Прощаясь, офицер наскоро кивнул ему, как в начале разговора, и вышел.

Несколько минут спустя тот же ефрейтор принёс короткую записку и двухнедельный пропуск, подписанный военным комендантом Полтавы. Пропуск позволял Фёдору Борковскому посетить Киев и с этой целью передвигаться в тылу группы армий «Юг». Положив документ в карман пиджака, Борковский развернул записку. Она начиналась словами «Мой старый друг!» и была написана по-немецки. «С 21 сентября я в Киеве по делу, которое, надеюсь, станет нашим общим. Жду тебя не позже 5 октября. Андрей Мельник».

Где именно они встретятся, Мельник не написал, но ефрейтор протянул ещё один лист с отпечатанным на машинке киевским адресом.

Мельник не был ему другом в обычном смысле, но был когда-то командиром. Это старшинство и память о времени, когда они воевали вместе, позволяли ему называть Борковского другом, натяжки тут не было. Но почему Мельник передал записку через немцев, и кто он теперь? Вопросы оставались без ответов и вызывали новые. Борковский мало знал о событиях в эмиграции, совсем недавно это знание было опасным, да и проверить новости из-за границы, больше походившие на слухи, не мог никак. Немедленно, как только сумел, он отправился в Киев и провёл в городе почти неделю.

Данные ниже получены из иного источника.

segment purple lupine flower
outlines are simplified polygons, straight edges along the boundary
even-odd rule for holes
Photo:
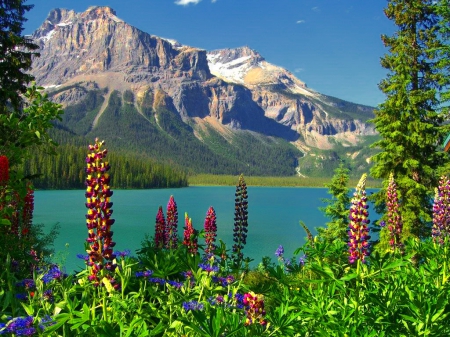
[[[86,157],[86,225],[88,228],[89,243],[89,267],[88,279],[95,285],[103,284],[102,280],[106,277],[114,289],[119,289],[120,284],[113,278],[113,272],[117,265],[115,263],[116,255],[113,253],[113,247],[116,245],[112,241],[113,231],[111,226],[114,219],[111,207],[111,196],[113,192],[110,189],[110,176],[107,173],[110,165],[104,159],[108,151],[102,149],[104,141],[95,139],[94,145],[89,145],[89,153]],[[102,271],[102,275],[99,275]]]
[[[244,254],[242,250],[247,243],[248,232],[248,202],[247,202],[247,184],[244,176],[239,176],[239,182],[236,186],[235,204],[234,204],[234,228],[233,228],[233,252],[232,259],[236,267],[240,267]]]
[[[402,216],[399,210],[399,201],[397,194],[397,185],[394,181],[394,174],[389,175],[389,184],[386,189],[386,206],[387,206],[387,228],[389,230],[389,244],[392,250],[402,250],[401,236],[403,230]]]
[[[216,236],[217,236],[217,224],[216,224],[216,211],[211,206],[206,212],[205,218],[205,255],[206,257],[212,256],[216,249]]]
[[[442,176],[436,189],[433,203],[433,227],[431,230],[434,242],[444,243],[450,236],[450,180]]]
[[[351,264],[360,260],[365,262],[366,256],[369,255],[369,212],[366,197],[366,178],[367,174],[363,174],[356,186],[355,193],[352,198],[350,207],[350,224],[348,231],[348,253],[349,262]]]
[[[177,203],[170,196],[169,202],[167,203],[167,213],[166,213],[166,248],[176,249],[178,245],[178,210]]]
[[[189,302],[183,302],[183,309],[184,311],[188,312],[191,310],[195,311],[201,311],[203,310],[204,305],[201,302],[198,301],[189,301]]]
[[[162,206],[159,206],[158,213],[156,214],[155,223],[155,246],[156,248],[164,248],[166,246],[167,234],[166,234],[166,219],[164,219],[164,213]]]
[[[124,258],[125,256],[130,256],[131,250],[125,249],[123,252],[116,252],[116,257]]]

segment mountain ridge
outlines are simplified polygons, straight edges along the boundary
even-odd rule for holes
[[[366,123],[372,108],[315,92],[248,46],[215,51],[184,46],[127,24],[107,6],[82,13],[54,9],[32,38],[41,49],[32,74],[54,101],[70,108],[94,97],[91,91],[102,97],[95,117],[93,110],[78,111],[65,121],[64,127],[86,136],[98,133],[116,91],[143,123],[158,125],[163,108],[204,144],[209,144],[206,129],[222,135],[224,147],[233,146],[238,131],[283,139],[299,151],[295,165],[304,154],[336,144],[358,146],[375,135]],[[85,127],[75,120],[85,120]],[[294,174],[299,167],[291,169]]]

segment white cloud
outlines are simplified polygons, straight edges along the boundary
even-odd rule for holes
[[[187,6],[189,4],[198,4],[200,1],[202,0],[176,0],[175,4],[176,5],[181,5],[181,6]]]
[[[311,8],[311,10],[313,10],[314,12],[320,12],[320,8],[319,7],[313,7],[313,8]]]
[[[295,68],[294,73],[300,73],[303,70],[304,70],[303,68]]]
[[[298,20],[297,23],[305,23],[305,20]]]

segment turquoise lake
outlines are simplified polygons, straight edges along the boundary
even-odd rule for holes
[[[217,216],[217,238],[227,247],[233,244],[235,187],[187,187],[180,189],[115,190],[113,202],[113,240],[116,250],[140,248],[146,235],[153,236],[158,207],[174,196],[178,206],[178,232],[183,235],[184,213],[192,218],[194,228],[203,228],[206,212],[213,206]],[[256,266],[263,256],[274,258],[283,245],[285,256],[292,257],[306,238],[299,225],[302,220],[316,233],[327,219],[319,211],[321,198],[327,198],[325,188],[248,187],[248,237],[244,255]],[[63,263],[67,271],[84,268],[84,261],[76,258],[85,253],[87,237],[86,207],[83,190],[36,191],[34,223],[46,228],[55,223],[61,226],[55,240],[55,261]]]

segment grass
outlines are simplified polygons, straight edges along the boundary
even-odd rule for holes
[[[237,176],[233,175],[214,175],[197,174],[188,177],[189,186],[235,186]],[[267,187],[324,187],[330,182],[329,177],[308,177],[297,176],[290,177],[261,177],[246,176],[247,186],[267,186]],[[358,179],[350,179],[349,186],[356,186]],[[381,181],[369,179],[367,181],[369,188],[381,187]]]

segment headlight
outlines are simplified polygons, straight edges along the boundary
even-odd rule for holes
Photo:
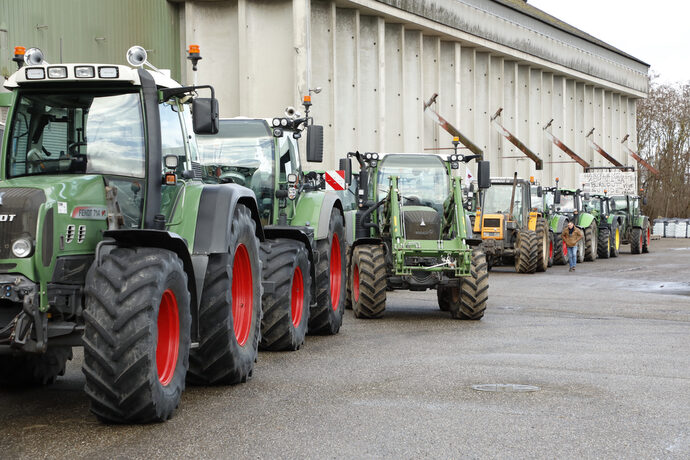
[[[274,127],[280,126],[280,118],[274,118],[272,123]]]
[[[46,77],[46,71],[43,67],[30,67],[25,72],[27,80],[41,80]]]
[[[77,78],[93,78],[96,73],[92,66],[79,66],[74,68],[74,76]]]
[[[48,67],[48,78],[67,78],[67,67]]]
[[[282,126],[282,127],[284,128],[284,127],[286,127],[287,125],[288,125],[287,118],[281,118],[281,119],[280,119],[280,126]]]
[[[32,249],[33,246],[28,238],[19,238],[12,243],[12,253],[19,258],[28,257]]]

В последние дни сентября Киев дышал гарью. Прилегающие к центру кварталы стояли серыми от пепла и сажи. А весь центр, Крещатик, Прорезная, Институтская были взорваны, обращены в руины и горели уже несколько дней. Такого Киева Борковский не видел никогда и ничего похожего не мог вообразить. Отступая, красные уничтожали не только мосты через Днепр, казалось, они решили разрушить всё, и первые взрывы не станут последними. Немцы не сумели потушить огонь, пожарные системы уничтожили диверсанты. Они только оцепили пылающие улицы и выгнали из домов обитателей прилегающих кварталов. Жилья для погорельцев не было, люди спали в скверах; те, кто успел вынести матрацы — на матрацах, те, кто не успел — постелив одежду на землю. Киев вдруг вывернулся наизнанку подушками, самодельными кроватями, постельным и совсем не постельным тряпьём. Тысячи бездомных сидели на вещах в центре города, не знали, где им жить, что их ждёт зимой.